A Machine Learning Decision Support System (DSS) for Neuroendocrine Tumor Patients Treated with Somatostatin Analog (SSA) Therapy
Jasminka Hasic Telalovic,
Serena Pillozzi,
Rachele Fabbri,
Alice Laffi,
Daniele Lavacchi,
Virginia Rossi,
Lorenzo Dreoni,
Francesca Spada,
Nicola Fazio,
Amedeo Amedei,
Ernesto Iadanza,
Lorenzo Antonuzzo
Affiliations
Jasminka Hasic Telalovic
Computer Science Department, University Sarajevo School of Science and Technology, 71210 Sarajevo, Bosnia and Herzegovina
Serena Pillozzi
Medical Oncology Unit, Careggi University Hospital, Largo Brambilla 4, 50134 Florence, Italy
Rachele Fabbri
Department of Information Engineering, University of Florence, Via S. Marta 3, 50139 Florence, Italy
Alice Laffi
Division of Gastrointestinal Medical Oncology and Neuroendocrine Tumors, European Institute of Oncology, IEO, IRCCS, Via Ripamonti 435, 20141 Milan, Italy
Daniele Lavacchi
Medical Oncology Unit, Careggi University Hospital, Largo Brambilla 4, 50134 Florence, Italy
Virginia Rossi
Medical Oncology Unit, Careggi University Hospital, Largo Brambilla 4, 50134 Florence, Italy
Lorenzo Dreoni
Medical Oncology Unit, Careggi University Hospital, Largo Brambilla 4, 50134 Florence, Italy
Francesca Spada
Division of Gastrointestinal Medical Oncology and Neuroendocrine Tumors, European Institute of Oncology, IEO, IRCCS, Via Ripamonti 435, 20141 Milan, Italy
Nicola Fazio
Division of Gastrointestinal Medical Oncology and Neuroendocrine Tumors, European Institute of Oncology, IEO, IRCCS, Via Ripamonti 435, 20141 Milan, Italy
Amedeo Amedei
Department of Experimental and Clinical Medicine, University of Florence, Largo Brambilla 3, 50134 Florence, Italy
Ernesto Iadanza
Department of Information Engineering, University of Florence, Via S. Marta 3, 50139 Florence, Italy
Lorenzo Antonuzzo
Medical Oncology Unit, Careggi University Hospital, Largo Brambilla 4, 50134 Florence, Italy
The application of machine learning (ML) techniques could facilitate the identification of predictive biomarkers of somatostatin analog (SSA) efficacy in patients with neuroendocrine tumors (NETs). We collected data from 74 patients with a pancreatic or gastrointestinal NET who received SSA as first-line therapy. We developed three classification models to predict whether the patient would experience a progressive disease (PD) after 12 or 18 months based on clinic-pathological factors at the baseline. The dataset included 70 samples and 15 features.

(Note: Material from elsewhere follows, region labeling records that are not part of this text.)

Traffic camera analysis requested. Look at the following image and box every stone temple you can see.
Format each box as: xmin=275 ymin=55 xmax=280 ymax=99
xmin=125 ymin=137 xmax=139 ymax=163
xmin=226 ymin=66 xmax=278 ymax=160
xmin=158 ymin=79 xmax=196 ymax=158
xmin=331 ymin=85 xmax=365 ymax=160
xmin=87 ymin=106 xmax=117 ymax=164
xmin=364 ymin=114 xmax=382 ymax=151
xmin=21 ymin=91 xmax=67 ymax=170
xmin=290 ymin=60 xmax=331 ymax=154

We initially developed three classification models with accuracy ranging from 55% to 70%. We then compared ten different ML algorithms. In all but one case, the performance of the Multinomial Naïve Bayes algorithm (80%) was the highest. The support vector machine classifier (SVC) had a higher performance for the recall metric of the progression-free outcome (97% vs. 94%). Overall, for the first time, we documented that the factors that mainly influenced progression-free survival (PFS) included age, the number of metastatic sites and the primary site. In addition, the following factors were also isolated as important: adverse events G3–G4, sex, Ki67, metastatic site (liver), functioning NET, the primary site and the stage. In patients with advanced NETs, ML provides a predictive model that could potentially be used to differentiate prognostic groups and to identify patients for whom SSA therapy as a single agent may not be sufficient to achieve a long-lasting PFS.